Apart from the adventurous side of Johansson there is a deep interest in watching
history unfold, in seeing how other people live and how they are treated. In
Haiti she saw abject poverty and what it takes for people to survive under conditions
of violence and political instability. The year was 2004 and she photographed
the struggling souls in this poorest of countries. She saw their desperation
trying to exist within that instability. There was war and Johansson spent time
with the rebels in the North, then in Port-au-Prince as the guerrillas advanced.
She photographed the daily demonstrations, the killings, and the terrible turmoil.
She remembers waking up each morning and seeing bodies lying in the streets.
A man throws branches off a boat in the harbor of Gonaives, Haiti,
February 2004. The branches are burnt and sold as charcoal at
the market. Photo by: Ann Johansson/Corbis.
"I learned there in Haiti that becoming a war photographer was actually
doable as a freelancer, though costly," Johansson says. "I would
like to challenge myself to work in that kind of situation again but do not
want to make it my life." The Haiti work can be seen through Corbis.
Though her current chromes are done mostly with a Hasselblad XPan, Johansson
does not consider herself a landscape or panoramic photographer and enjoys using
the XPan for portraits as well. "I'm still learning how to use the
whole frame and fill it with people doing things," she says. "It's
a luxury for me to use this camera since most of my work now has to be digital
and I use the Nikon D1X and D100. I do love the digital, though. I can goof
around and try things and have so much freedom now that I don't have to
worry about film. So much of my work is for newspapers like The New York Times,
Los Angeles Times, and The Globe and Mail in Canada, and they all need everything
in a hurry."
Her longest lens is a 200mm though she rarely uses it since she tends more toward
the intimate shots she gets with her wide angle. It is obvious she is always
there on the scene and as with all good photojournalists, Johansson has learned
what is okay and what is not when she is shooting up close. "I want to
be respectful at all times," she says.
Esaie Jean bathes outside a bike shop set up in a freight container
in Port-au-Prince, Haiti, February 2004. Photo by: Ann Johansson/Corbis.

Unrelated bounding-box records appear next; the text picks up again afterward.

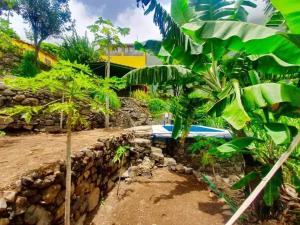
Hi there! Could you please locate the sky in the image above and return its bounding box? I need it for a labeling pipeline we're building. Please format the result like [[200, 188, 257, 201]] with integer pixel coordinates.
[[7, 0, 264, 43]]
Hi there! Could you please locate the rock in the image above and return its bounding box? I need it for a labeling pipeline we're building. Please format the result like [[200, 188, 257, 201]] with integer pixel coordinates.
[[3, 191, 17, 203], [150, 152, 164, 165], [2, 89, 16, 96], [0, 82, 7, 91], [128, 166, 139, 177], [15, 196, 28, 215], [24, 205, 52, 225], [0, 96, 5, 107], [164, 157, 177, 166], [54, 203, 65, 221], [45, 120, 55, 126], [0, 198, 7, 212], [0, 116, 14, 130], [151, 147, 162, 154], [13, 95, 26, 102], [184, 167, 193, 174], [75, 214, 86, 225], [169, 166, 176, 171], [121, 170, 129, 179], [21, 98, 39, 106], [222, 178, 231, 185], [132, 138, 151, 147], [107, 180, 115, 192], [46, 126, 62, 133], [42, 184, 61, 204], [88, 187, 100, 212], [176, 164, 185, 173], [138, 157, 154, 178], [0, 218, 9, 225], [21, 177, 34, 187]]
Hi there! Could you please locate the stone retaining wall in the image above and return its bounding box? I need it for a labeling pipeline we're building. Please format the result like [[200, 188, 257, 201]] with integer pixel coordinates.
[[0, 82, 151, 133], [0, 132, 133, 225]]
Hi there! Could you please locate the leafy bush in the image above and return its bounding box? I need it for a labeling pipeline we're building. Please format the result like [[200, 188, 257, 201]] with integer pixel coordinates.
[[148, 98, 170, 116], [0, 18, 20, 39], [41, 42, 60, 56], [59, 34, 99, 64], [132, 90, 151, 103], [14, 51, 40, 77]]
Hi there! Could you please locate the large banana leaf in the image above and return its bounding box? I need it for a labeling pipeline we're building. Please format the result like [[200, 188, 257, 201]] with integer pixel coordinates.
[[134, 40, 175, 64], [171, 0, 196, 25], [243, 83, 300, 110], [264, 123, 298, 145], [262, 166, 283, 207], [222, 80, 251, 130], [271, 0, 300, 34], [209, 137, 257, 158], [182, 20, 300, 66], [124, 65, 192, 85]]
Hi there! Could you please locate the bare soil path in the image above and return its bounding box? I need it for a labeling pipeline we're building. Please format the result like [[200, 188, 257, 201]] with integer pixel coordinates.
[[0, 129, 124, 189], [91, 169, 230, 225]]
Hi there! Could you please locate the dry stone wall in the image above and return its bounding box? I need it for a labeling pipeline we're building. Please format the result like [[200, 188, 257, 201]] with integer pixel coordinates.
[[0, 131, 133, 225], [0, 82, 151, 133]]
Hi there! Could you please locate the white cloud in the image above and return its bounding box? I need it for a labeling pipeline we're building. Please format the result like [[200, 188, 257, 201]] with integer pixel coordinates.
[[11, 0, 101, 42], [116, 3, 171, 43]]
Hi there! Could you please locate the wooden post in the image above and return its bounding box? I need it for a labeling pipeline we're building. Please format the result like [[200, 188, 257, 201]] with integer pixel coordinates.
[[226, 133, 300, 225]]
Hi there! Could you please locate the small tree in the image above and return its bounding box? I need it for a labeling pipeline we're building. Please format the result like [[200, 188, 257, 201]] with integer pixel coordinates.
[[0, 0, 19, 23], [19, 0, 71, 63], [59, 32, 99, 64], [0, 61, 108, 225], [113, 146, 129, 197], [89, 17, 130, 128]]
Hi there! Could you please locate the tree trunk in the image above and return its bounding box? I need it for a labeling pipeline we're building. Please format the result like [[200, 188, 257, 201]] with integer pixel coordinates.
[[59, 94, 65, 130], [34, 41, 41, 66], [105, 45, 110, 128], [65, 113, 72, 225], [117, 154, 124, 197], [178, 130, 189, 159]]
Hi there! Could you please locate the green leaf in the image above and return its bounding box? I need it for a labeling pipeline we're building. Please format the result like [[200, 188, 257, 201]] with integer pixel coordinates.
[[271, 0, 300, 34], [171, 0, 195, 25], [216, 137, 257, 157], [222, 80, 250, 130], [248, 70, 261, 85], [172, 116, 183, 139], [263, 171, 282, 207], [264, 123, 297, 145], [231, 171, 259, 190], [243, 83, 300, 110], [125, 65, 192, 85], [182, 21, 300, 66]]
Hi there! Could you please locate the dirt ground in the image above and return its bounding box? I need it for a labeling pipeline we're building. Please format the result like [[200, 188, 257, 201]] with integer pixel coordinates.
[[90, 169, 231, 225], [0, 129, 123, 189]]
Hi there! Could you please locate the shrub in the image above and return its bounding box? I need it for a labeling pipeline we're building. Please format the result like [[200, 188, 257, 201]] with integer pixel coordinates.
[[132, 90, 151, 103], [59, 34, 99, 64], [14, 51, 39, 77], [41, 42, 60, 56], [148, 98, 170, 116], [0, 18, 20, 39]]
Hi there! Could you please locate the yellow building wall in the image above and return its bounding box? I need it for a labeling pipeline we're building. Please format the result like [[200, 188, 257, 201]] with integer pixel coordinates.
[[102, 55, 147, 68], [13, 39, 57, 66]]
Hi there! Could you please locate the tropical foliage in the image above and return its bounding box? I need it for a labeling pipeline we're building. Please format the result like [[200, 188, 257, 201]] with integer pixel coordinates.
[[19, 0, 71, 62], [59, 32, 99, 64], [127, 0, 300, 221], [14, 51, 39, 77], [0, 61, 111, 225], [88, 17, 130, 128]]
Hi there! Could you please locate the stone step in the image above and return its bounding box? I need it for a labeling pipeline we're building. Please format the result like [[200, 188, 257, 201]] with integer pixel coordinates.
[[131, 138, 151, 148], [127, 125, 152, 133], [134, 131, 152, 139]]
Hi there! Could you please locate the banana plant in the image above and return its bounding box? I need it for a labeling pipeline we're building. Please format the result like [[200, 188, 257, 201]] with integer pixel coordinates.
[[127, 0, 300, 219]]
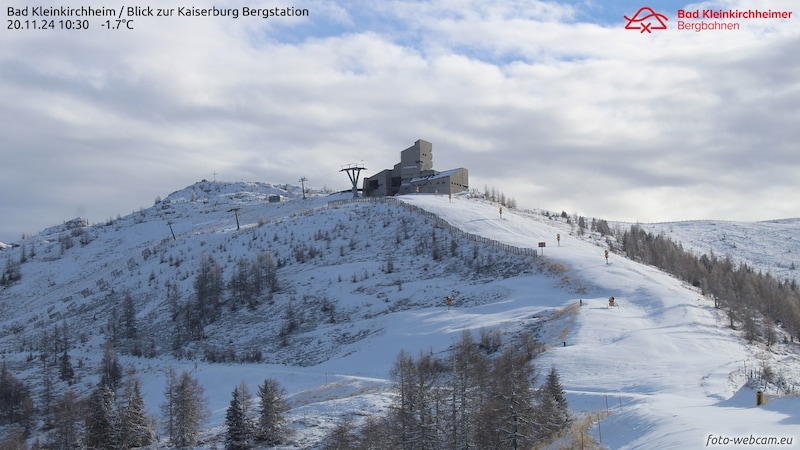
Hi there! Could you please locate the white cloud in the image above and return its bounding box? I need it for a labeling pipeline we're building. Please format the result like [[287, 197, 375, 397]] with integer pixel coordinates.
[[0, 1, 800, 240]]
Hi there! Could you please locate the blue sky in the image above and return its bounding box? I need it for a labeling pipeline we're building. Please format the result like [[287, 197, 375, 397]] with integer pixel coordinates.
[[0, 0, 800, 242]]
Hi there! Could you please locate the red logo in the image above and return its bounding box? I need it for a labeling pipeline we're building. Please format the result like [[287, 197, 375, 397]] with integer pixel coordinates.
[[623, 6, 669, 33]]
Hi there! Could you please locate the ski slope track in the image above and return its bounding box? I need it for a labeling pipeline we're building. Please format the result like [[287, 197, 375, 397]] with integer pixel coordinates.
[[0, 182, 800, 449]]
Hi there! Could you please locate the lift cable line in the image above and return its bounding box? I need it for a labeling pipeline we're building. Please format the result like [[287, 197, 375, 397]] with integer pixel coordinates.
[[339, 163, 366, 198]]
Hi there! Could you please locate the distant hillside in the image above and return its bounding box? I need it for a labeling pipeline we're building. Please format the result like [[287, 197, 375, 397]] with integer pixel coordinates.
[[0, 181, 800, 448]]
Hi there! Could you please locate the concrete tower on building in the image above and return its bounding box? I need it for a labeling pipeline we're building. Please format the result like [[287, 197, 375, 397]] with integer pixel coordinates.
[[362, 139, 469, 197]]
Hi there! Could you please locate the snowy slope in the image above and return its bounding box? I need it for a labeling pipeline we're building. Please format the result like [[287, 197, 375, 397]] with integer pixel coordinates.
[[628, 219, 800, 280], [400, 197, 800, 449], [0, 183, 800, 449]]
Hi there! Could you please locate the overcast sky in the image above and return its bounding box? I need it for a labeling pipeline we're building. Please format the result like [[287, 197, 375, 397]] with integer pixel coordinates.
[[0, 0, 800, 242]]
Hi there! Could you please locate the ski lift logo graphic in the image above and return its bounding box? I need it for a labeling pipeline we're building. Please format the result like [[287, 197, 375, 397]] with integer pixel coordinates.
[[623, 6, 669, 33]]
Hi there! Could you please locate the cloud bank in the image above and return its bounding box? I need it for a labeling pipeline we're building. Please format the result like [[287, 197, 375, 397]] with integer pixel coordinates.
[[0, 0, 800, 242]]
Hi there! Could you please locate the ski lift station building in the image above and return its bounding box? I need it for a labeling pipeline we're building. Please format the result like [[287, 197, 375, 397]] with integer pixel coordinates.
[[362, 139, 469, 197]]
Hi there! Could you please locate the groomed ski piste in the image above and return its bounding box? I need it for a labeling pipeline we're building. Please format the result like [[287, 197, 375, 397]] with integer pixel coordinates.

Though she has recently been experimenting with tungsten lighting for her
portraits most are now done using available light and the portraits remain among
her finest work. In the Haiti series she photographed a young boy who amid all
the turmoil is laughing as he playfully throws a pail of water over his head.
While strolling in Port-au-Prince Johansson shot a portrait of a man wearing
a straw hat. The vision is solemn as the man looks down, surrounded by wares
attached to the wall of a metal boxcar-like stall that only barely resembles
a small shop.
Johansson's newest and most extensive project is off to a glorious start.
It's a dream job if ever there was one and emanates from Germany where
the Klimahouse Museum is under construction in Bremerhaven and scheduled to
open in January, 2007. Johansson is traveling around the world on the identical
longitude of the museum site, accompanied by a film crew recording
the travels of "Axel, the traveler" who is scouting artifacts to
be considered for the museum's collection.
Johansson's job is to photograph behind the scenes, interacting with local
folks and environmental particulars. In Switzerland she lived with Swiss farmers
who raise cows high in the mountains and had the unplanned-for experience of
walking around on a glacier with four cameras and a full load of gear. In Samoa
the longitudinal line took her to a family who ran a diving company and where
she found plenty of free time to roam around the picturesque country on her
own and take photographs.
Pilgrims carry pictures of the Virgin of Guadalupe inside the
Basilica de Guadalupe in Mexico City, Mexico, December 10, 2004.
The main celebration for the Virgin of Guadalupe is on December
12th, the date that she appeared to the Indian Juan Diego in 1531.
People travel from all over the country, some for weeks by foot,
to attend the celebration.
Niger, Africa, was the next stop and then on to Alaska. For the Alaskan trip
Johansson had decided to abandon her Nikons and use the Hasselblad she had purchased.
"I talked the museum people into letting me try it and when they saw the
results, they not only liked the images but said, `We want to pay for
that camera.' That was lovely."
While I was waiting to do the interview for this article an assignment for The
New York Times whisked Johansson off to the Queen Charlotte Islands in northern
Canada off of British Columbia and just south of Alaska for five days to shoot
the Haida Indians in their daily life. It was a broad story. The Haida people
are seeking to restore their culture and Johansson photographed the men logging
as well as visiting their healing circles and celebrations where they get together
to eat, talk, drum, sing, and dance.
So how come in this short time Johansson is smelling the roses? Under her gentle
demeanor lies a passion, a devotion, and lots of hard work to escalate her career
in her chosen direction. We'll be watching.